All seven of Oklahoma’s parks — Adair, Boggy Depot, Heavener Runestone, Brushy Lake, Beaver Dunes, Wah-Sha-She and Lake Eucha — will remain open. Cities will manage five of the parks and American Indian tribes have assumed control of the other two.

The state tourism department saw its budget cut by more than 22 percent since 2009, and officials expect the transfers to save taxpayers $700,000 a year.

Parks Director Kris Marek said the agency was left with little choice but to close some smaller or duplicate parks with relatively low attendance. Now communities are scrambling to come up with the money to keep the parks open.

“So far we’ve had to take $5,000 dollars out of our public works to sustain the park,” said J.C. Moser, the city administrator in Beaver. “That gives money back to putting in water lines, putting in fire hydrants, putting in upgrades in our sewer system and trash hauling and stuff.”

Moser said Beaver Dunes is important to the local economy, and is worth a few adjustments to the town’s budget. He’s actually happy the state no longer controls the park.
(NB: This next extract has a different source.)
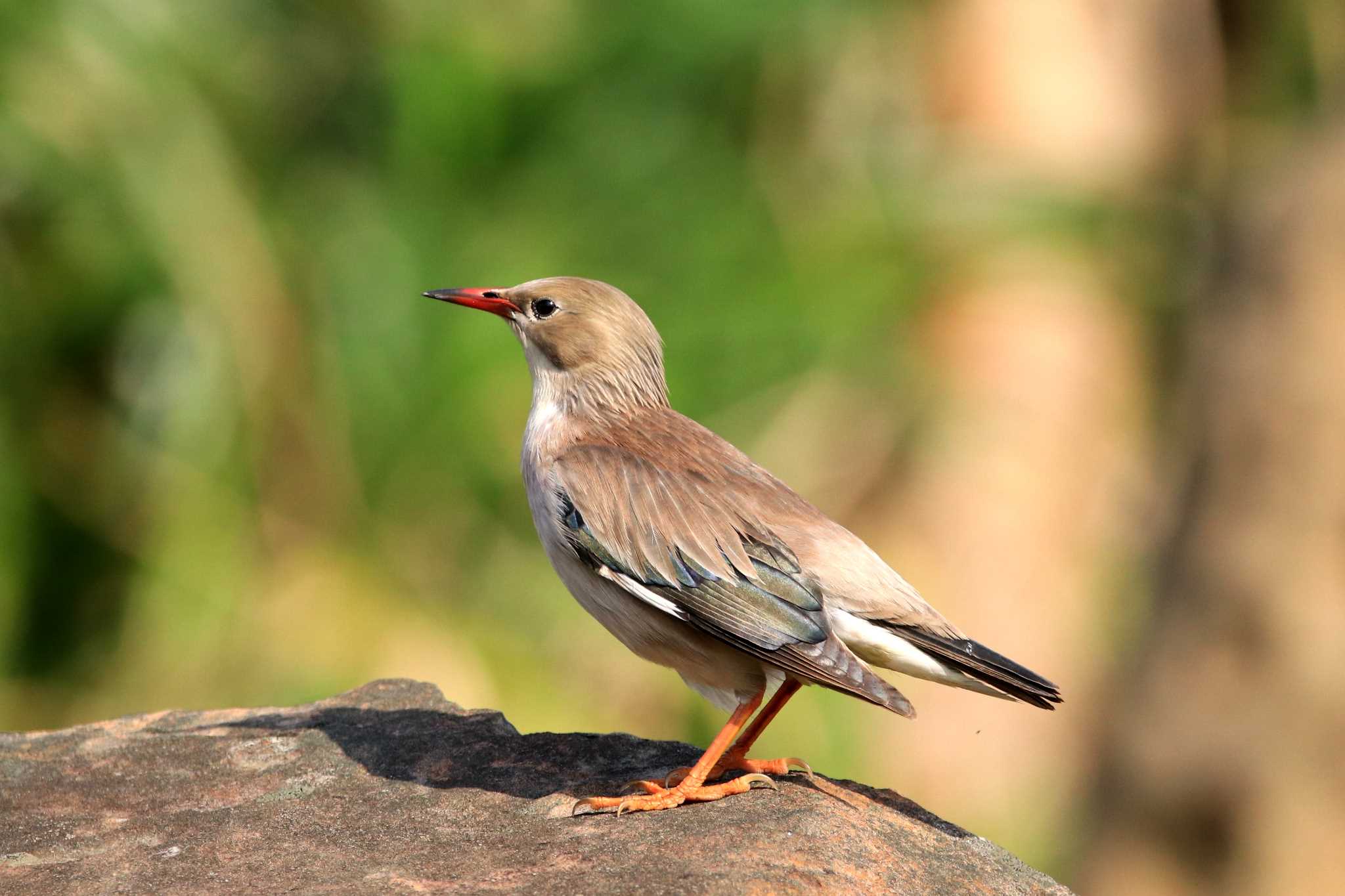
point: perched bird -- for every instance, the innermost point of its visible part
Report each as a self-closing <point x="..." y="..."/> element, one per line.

“I think it’s a plus for us to have local control over it,” Moser said. “The full-time park ranger that we had out there moved away or resigned or something three years ago, and it was just going downhill, downhill, downhill. Certain parts of the park you couldn’t even use anymore it deteriorated so badly.”

Beaver Dunes only costs about $60,000 per year to operate, and it’s in western Oklahoma, where taxes from the energy industry blunted the effects of the economic downturn.

In eastern Oklahoma — where six of the seven former state parks are — oil and gas money is more rare, unemployment is higher, and city budgets are tighter.

LOGAN LAYDEN / NPR STATEIMPACT

A man on the water at Brushy Lake, a former state park now managed by the city of Sallisaw.

The City of Sallisaw recently took control of Brushy Lake. City Manager Bill Baker said reductions in park services and fewer employees are bringing the park’s nearly quarter of a million dollar annual cost down, but running the park is about $70,000 annual burden Sallisaw officials would rather not shoulder.

“Well it’s a negative in that we could have used that money for other things,” Baker said. “I mean, to make improvements — other improvements maybe to salaries and benefits for employees, or we may could’ve bought some equipment that we didn’t include in the budget. You know, $70,000 would’ve bought two police cars.”

Baker said he knows tough choices had to be made at the state level to deal with the budget crisis, but joins Beaver officials in criticizing the tourism and recreation department for failing to seek more local input into the decision to close parks.

“We, at least myself personally, heard about this in the newspaper,” he said. “So we kind of felt like the state was pulling out of this and just leaving us holding the bag.”